“But is it good for the Jews?” That was the question many of our grandparents voiced when they perused the morning papers — a question we may have dismissed, even with affection, as a narrow or parochial expression. Today, we know that what’s “good for the Jews” extends beyond ourselves: It encompasses a concern for the well-being of society as a whole and the fate of our constitutional freedoms. After all, we Jews are unquestionably part of the general community, thriving largely thanks to the protections afforded to us as a minority religion.
For the National Council of Jewish Women, this has led us to take sides in the national debate on the direction of our courts, which are the guardians of our liberty and our well-being as Jews and as Americans. And it has led us to oppose the nomination of Judge Samuel Alito Jr. to fill the Supreme Court seat of retiring Justice Sandra Day O’Connor.

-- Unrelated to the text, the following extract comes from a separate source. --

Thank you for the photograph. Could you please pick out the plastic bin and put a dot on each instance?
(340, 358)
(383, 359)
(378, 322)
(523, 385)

When a Supreme Court nominee decides that the First Amendment permits the majority religion to impose its beliefs and symbols on the rest of us in the public square — it’s not good for the Jews.
When he reveals his lifelong ambition to overturn the landmark 1973 case Roe v. Wade, preventing a woman from following her conscience and religious beliefs when exercising her legal right to choose abortion — it’s not good for the Jews.

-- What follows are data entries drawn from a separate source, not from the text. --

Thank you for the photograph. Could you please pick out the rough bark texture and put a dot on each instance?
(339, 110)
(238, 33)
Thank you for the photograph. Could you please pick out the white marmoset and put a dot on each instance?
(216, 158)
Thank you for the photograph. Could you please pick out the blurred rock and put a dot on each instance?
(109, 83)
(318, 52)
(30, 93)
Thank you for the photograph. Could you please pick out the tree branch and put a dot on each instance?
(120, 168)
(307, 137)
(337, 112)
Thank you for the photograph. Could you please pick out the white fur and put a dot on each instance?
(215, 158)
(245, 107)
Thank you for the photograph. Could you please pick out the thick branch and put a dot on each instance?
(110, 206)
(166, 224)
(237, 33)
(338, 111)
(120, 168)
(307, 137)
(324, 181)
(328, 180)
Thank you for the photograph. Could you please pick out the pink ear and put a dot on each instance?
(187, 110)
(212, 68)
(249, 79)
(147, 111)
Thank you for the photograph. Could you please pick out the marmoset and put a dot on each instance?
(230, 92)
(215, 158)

And, when he consistently rules against victims of employment discrimination, narrowing civil rights protections — that too isn’t good for the Jews.
Judge Alito has a record of conservatism that is far to the right of our national consensus. He’s the candidate President Bush promised us when he said in 2000 that he would appoint justices like Clarence Thomas and Antonin Scalia.
By his own account in 1985, Judge Alito entered law school “motivated in large part by disagreement with Warren Court decisions, particularly in the area of criminal procedure, the Establishment clause, and reapportionment.”
Further clarifying his views on the Supreme Court’s past decisions regarding religion, in November 2005 he told his supporter, Sen. John Cornyn (R-Texas), that these rulings “were incoherent in this area of the law in a way that really gives the impression of hostility to religious speech and religious expression.”
Alito’s judicial record supports this statement. He disagreed with the majority of the 3rd Circuit when it decided that students could not include a prayer in their graduation programs simply because they had voted to have one.
He also argued that public-school teachers could be forced to distribute materials of the Child Evangelism Project for their weekly after-school meetings. In contrast, the Supreme Court concluded that religious meetings may be held on school grounds only “where no school officials actively participate.”
As for a woman’s right to choose an abortion, Judge Alito’s views seem oblivious to the religious convictions of others. His hostility to the right to choose has been unwavering.
While working in the Solicitor General’s office, Alito wrote a 17-page memo on using Thornburgh v. American College of Obstetricians and Gynecologists as an “opportunity to advance the goals of bringing about the eventual overruling of Roe v. Wade and, in the meantime, of mitigating its effects.” He later expressed pride in his role in that case.
In Planned Parenthood v. Casey, he wanted to uphold a requirement that a woman notify her husband before obtaining an abortion, a proposition Justice O’Connor and the majority rejected, declaring “A State may not give to a man the kind of dominion over his wife that parents exercise over their children.”
His strategy of pressing for more and more restrictions on Roe clearly became the ongoing strategy of the anti-choice movement — a movement that would restrict religious freedom by imposing one religion’s view on all women.
The United Synagogue of Conservative Judaism recently repeated its support for legislation “maintaining the legality and accessibility of abortion so that in those cases where our religious authorities determine that an abortion is warranted halachically, obtaining that abortion will not be hindered by our civil law.” It’s clear that as a Supreme Court judge, Alito would threaten this principle.
So, what is “good for the Jews?” It’s a Supreme Court committed to upholding the rights and liberties enumerated in the Bill of Rights, to upholding the letter and spirit of pluralism and to upholding basic values of inclusion and fairness.
The protections we seek as members of a minority religious group cannot exist in a vacuum, but only in the context of a larger society in which everyone’s rights and liberties are protected. For that reason, the National Council of Jewish Women urges all Jews and Jewish organizations to join with us in the fight to defeat Alito’s nomination to a lifetime seat on the highest court in the land.
Phyllis Snyder is president of the National Council of Jewish Women.